Câmara aprova projeto sobre minerais críticos na véspera do encontro Lula-Trump
(Foto: Câmara dos Deputados) A Câmara dos Deputados aprovou, em um movimento estratégico e cronometrado, um projeto de lei que estabelece novas regras para a exploração, comercialização e rastreabilidade de minerais críticos — como terras raras, lítio, grafite e níquel — na véspera da tão aguardada reunião entre o presidente Luiz Inácio Lula da Silva e o presidente americano Donald Trump na Casa Branca.
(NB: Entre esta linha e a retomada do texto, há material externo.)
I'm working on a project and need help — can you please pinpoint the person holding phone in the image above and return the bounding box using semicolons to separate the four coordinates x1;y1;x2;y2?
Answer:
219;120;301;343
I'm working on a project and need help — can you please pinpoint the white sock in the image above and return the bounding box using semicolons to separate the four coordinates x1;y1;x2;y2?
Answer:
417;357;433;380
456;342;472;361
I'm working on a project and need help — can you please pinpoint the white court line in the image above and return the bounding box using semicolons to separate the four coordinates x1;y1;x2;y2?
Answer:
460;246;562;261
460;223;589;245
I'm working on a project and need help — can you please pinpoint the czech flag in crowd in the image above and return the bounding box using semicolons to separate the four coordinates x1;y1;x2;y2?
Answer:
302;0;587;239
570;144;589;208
A aprovação, vista por analistas como um claro gesto diplomático-econômico, tem como objetivo principal fortalecer a posição brasileira na negociação com os Estados Unidos, que disputam com a China a liderança global na cadeia de suprimentos desses minerais essenciais para tecnologias verdes, defesa, eletrônicos e inteligência artificial.
O que muda com o novo projeto
O texto aprovado cria mecanismos de transparência, certificação e incentivos fiscais para a mineração sustentável de minerais críticos. Entre os principais pontos:
Rastreabilidade obrigatória: desde a extração até o destino final, os minerais deverão ser acompanhados por documentos digitais que comprovem origem lícita e ambientalmente responsável.
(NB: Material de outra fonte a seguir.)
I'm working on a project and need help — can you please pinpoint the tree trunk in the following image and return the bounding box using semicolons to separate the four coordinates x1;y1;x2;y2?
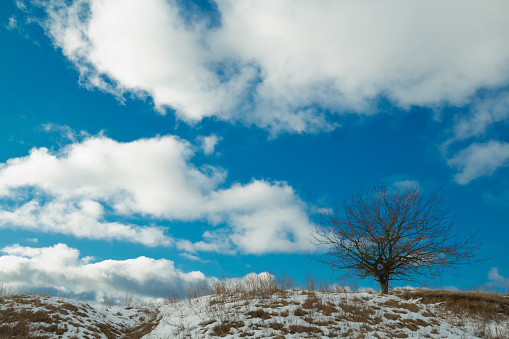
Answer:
378;274;389;294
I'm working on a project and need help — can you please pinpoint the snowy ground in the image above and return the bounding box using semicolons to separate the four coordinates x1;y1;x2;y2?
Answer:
0;295;157;339
0;289;509;339
143;290;509;339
Prioridade para processamento nacional: estímulo à instalação de refinarias e plantas de beneficiamento em território brasileiro, evitando a exportação de minério bruto a baixo custo.
Parcerias estratégicas controladas: investidores estrangeiros poderão participar, mas com limites à transferência de tecnologia crítica e com cláusulas que garantam contrapartidas para o Brasil.
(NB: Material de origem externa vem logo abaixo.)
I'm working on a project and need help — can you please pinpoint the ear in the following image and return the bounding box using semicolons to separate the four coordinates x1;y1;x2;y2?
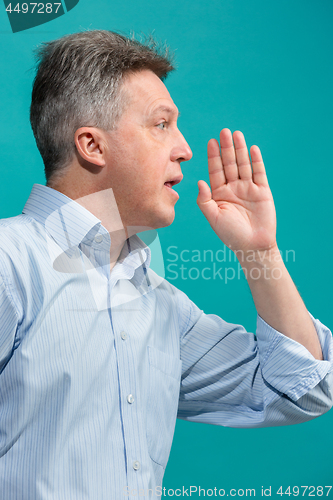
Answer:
74;127;106;167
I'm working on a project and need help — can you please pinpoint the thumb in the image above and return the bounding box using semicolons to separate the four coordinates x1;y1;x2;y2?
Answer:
197;181;218;225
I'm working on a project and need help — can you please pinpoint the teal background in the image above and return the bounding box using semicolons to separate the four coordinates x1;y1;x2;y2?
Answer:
0;0;333;498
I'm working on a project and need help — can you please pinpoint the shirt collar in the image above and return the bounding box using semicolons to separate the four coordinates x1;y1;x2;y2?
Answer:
22;184;151;284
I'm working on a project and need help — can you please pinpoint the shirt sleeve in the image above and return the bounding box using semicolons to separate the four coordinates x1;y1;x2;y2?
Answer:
177;294;333;428
0;256;18;374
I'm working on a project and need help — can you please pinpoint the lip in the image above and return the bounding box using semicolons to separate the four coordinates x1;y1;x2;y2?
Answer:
164;184;179;199
164;173;183;198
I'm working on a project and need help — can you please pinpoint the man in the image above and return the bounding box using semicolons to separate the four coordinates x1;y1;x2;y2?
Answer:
0;31;333;500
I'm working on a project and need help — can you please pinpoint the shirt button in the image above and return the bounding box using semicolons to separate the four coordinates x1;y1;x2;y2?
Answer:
127;394;134;404
95;234;103;243
133;460;140;470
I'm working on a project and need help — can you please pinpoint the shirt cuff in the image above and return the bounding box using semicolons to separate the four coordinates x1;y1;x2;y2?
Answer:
256;313;333;401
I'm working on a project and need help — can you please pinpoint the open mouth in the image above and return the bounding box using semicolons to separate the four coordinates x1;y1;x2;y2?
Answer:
164;174;183;189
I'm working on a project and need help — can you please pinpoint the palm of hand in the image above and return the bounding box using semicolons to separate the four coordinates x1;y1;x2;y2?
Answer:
198;129;276;251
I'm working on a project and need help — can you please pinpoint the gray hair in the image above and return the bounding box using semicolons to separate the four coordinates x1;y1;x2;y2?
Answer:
30;30;174;184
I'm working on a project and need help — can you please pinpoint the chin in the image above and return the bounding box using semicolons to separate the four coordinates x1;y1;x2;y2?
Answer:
151;210;175;229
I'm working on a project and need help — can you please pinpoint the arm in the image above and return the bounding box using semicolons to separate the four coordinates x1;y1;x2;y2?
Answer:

Fundo de desenvolvimento mineral: parte da arrecadação será destinada à pesquisa, inovação e infraestrutura nas regiões mineradoras.
O tabuleiro geopolítico
A aprovação na véspera do encontro entre Lula e Trump não foi coincidência. Nos bastidores, o governo brasileiro percebeu que a dependência global de minerais críticos se tornou uma das principais moedas de troca do século XXI. A China hoje refina cerca de 85% das terras raras do mundo, enquanto os Estados Unidos buscam desesperadamente alternativas para reduzir essa dependência — e o Brasil desponta como uma das poucas nações com reservas significativas e ambiente jurídico minimamente estável.
Com o novo marco regulatório, o Brasil chega à reunião com Trump em posição mais forte. Não mais como mero exportador de matéria-prima, mas como um país que exige regras claras, sustentabilidade e contrapartidas tecnológicas.
O placar da diplomacia dos minerais
Se depender do timing da aprovação, o governo brasileiro já marca um ponto antes mesmo do aperto de mãos. Resta saber como Trump reagirá. O republicano é conhecido por pregar acordos bilaterais diretos, sem amarras ambientais ou sociais. O novo projeto brasileiro, ao impor rastreabilidade e sustentabilidade, pode tanto ser visto como um diferencial competitivo quanto como um entrave burocrático aos olhos de Washington.
A grande aposta de Lula é transformar os minerais críticos em alavanca para atrair investimentos americanos em industrialização, não apenas em extração. A Câmara deu o primeiro passo. Agora, a bola está no campo da negociação presidencial.
Próximos passos
O projeto segue agora para o Senado, onde deve ser votado nas próximas semanas. Se aprovado e sancionado, o Brasil terá um dos marcos regulatórios mais modernos do mundo para o setor — posicionando-se como jogador relevante, e não mero coadjuvante, na disputa geopolítica do século XXI.
A reunião Lula-Trump pode ser o teste de fogo para saber se a estratégia brasileira funcionará. O recado enviado pela Câmara é claro: o Brasil está pronto para negociar, mas com regras próprias.